Oliver Wyman, the international consulting group, has posted a white paper about commodity trading in the face of the “relentless erosion in trading margins” since 2014. The paper estimates, moreover, that margins will continue to decline for at least the next five years because commodity markets will continue to become more stable, more transparent, more liquid, and more ruthlessly competitive.
The presumption here is that it is the black or at least the grey swans that allow for large margins. As markets acquire nice-sounding characteristics like transparency, all swans become white, and the margins shrink.
Back to the Future
Who can thrive in such an environment? Whiz-bank technology won’t do it, because that playing field is levelling itself out. Oliver Wyman kindly tells us the answer to the riddle of what comes next: “As the amount of new digital data available continues to soar, the top players will return to their roots and rely more on developing information advantages from which they can increase their profits.” In other words, what will follow from the upward spiral of techno wizardry in recent years will look a lot like the world that preceded such a spiral, the world especially of the 1970s and 1980s. It will be one in which proprietary intelligence is once again critical.
Some of the Big Data tricks remaining in the toolbox look rather dubious, the report says. For example, there is talk of using satellite imagery to identify the daily flow of commodities, which will presumably give some traders (those with the better analytic tools for ”crunching” the visual data) an edge over others. But Oliver Wyman says that this is a flawed plan. “Depending on the specific market, these signals are often … relatively limited compared to just market sentiment when forecasting in the horizon of interest.”

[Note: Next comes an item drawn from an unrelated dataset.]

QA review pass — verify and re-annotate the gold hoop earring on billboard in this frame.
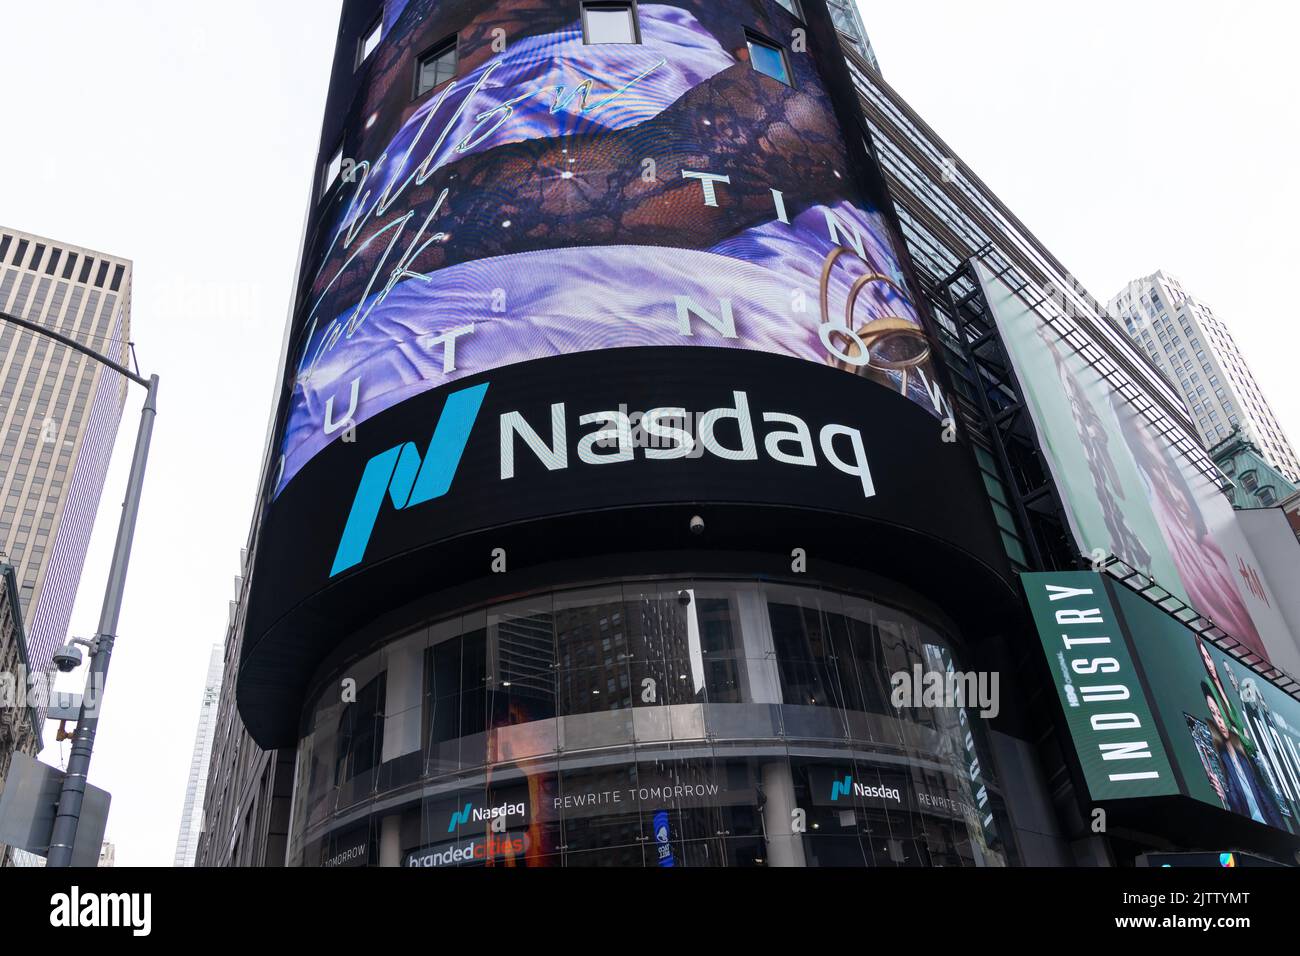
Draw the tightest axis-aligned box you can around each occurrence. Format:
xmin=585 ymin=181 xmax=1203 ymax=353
xmin=818 ymin=247 xmax=931 ymax=393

Let’s return to a point mentioned glancingly above. Over the past decade, the report says, “the volume of commodity contracts traded nearly tripled and the value of contracts traded on standard electronic platforms doubled.” That is the increase in liquidity that is said to be making all the swans white.
Contango and Backwardation
One odd feature of this report, though: the word “contango” never appears. It is usually rather prominently placed in discussions of trends in the commodity markets especially if, as here, the discussion in question takes in both the physical and the futures markets. “Contango” is any situation in which the futures price of a commodity is above the expected spot price. It occurs because buying a futures contract on wheat, say three months out, can be a lot more convenient than buying the wheat and paying for storage for three months.
The big margins in the commodities world often come about when and because some traders can make easy money out of contango (i.e. a storage play). This was the case with oil in 2009, and again in 2014-2015.
A negative contango, a situation in which the futures price is lower than the expected future spot price for a commodity, i.e. backwardation, generally indicates that there isn’t a lot of inventory being stored. There is no price-driving glut of the commodity in question.
The absence of any talk of contango(or backwardation either) from the Oliver Wyman paper is odd, and has encouraged the charge that the report is a misdiagnosis. The “Streetwise Professor,” Craig Pirrong of the Bauer College of Business, University of Houston, says that although it is true that trading firm margins are down, the paper totally misdiagnoses the cause. The truth, as Pirrong sees it, is that the margins of such firms are driven largely by the margins from oil and oil products specifically, and that the disappearance of the former gluts in oil has destroyed the storage/contango play.
Near Future Problems
In short, while Oliver Wyman posits gluts as part of the problem, Pirrong argues that the disappearance of gluts is the problem. He says that physical traders are in the “transformation,” and that the disappearance of gluts has been part of a disappearance of “transformation opportunities.”
The Oliver Wyman authors are on less controversial ground, though, when they say that in the near future “commodity producers and consumers like national oil companies and miners will charge higher premiums and claim more margin as they expand their global reach and become more sophisticated market participants. Simultaneously, physical infrastructure service providers and new online platforms will impinge on traders’ traditional roles.”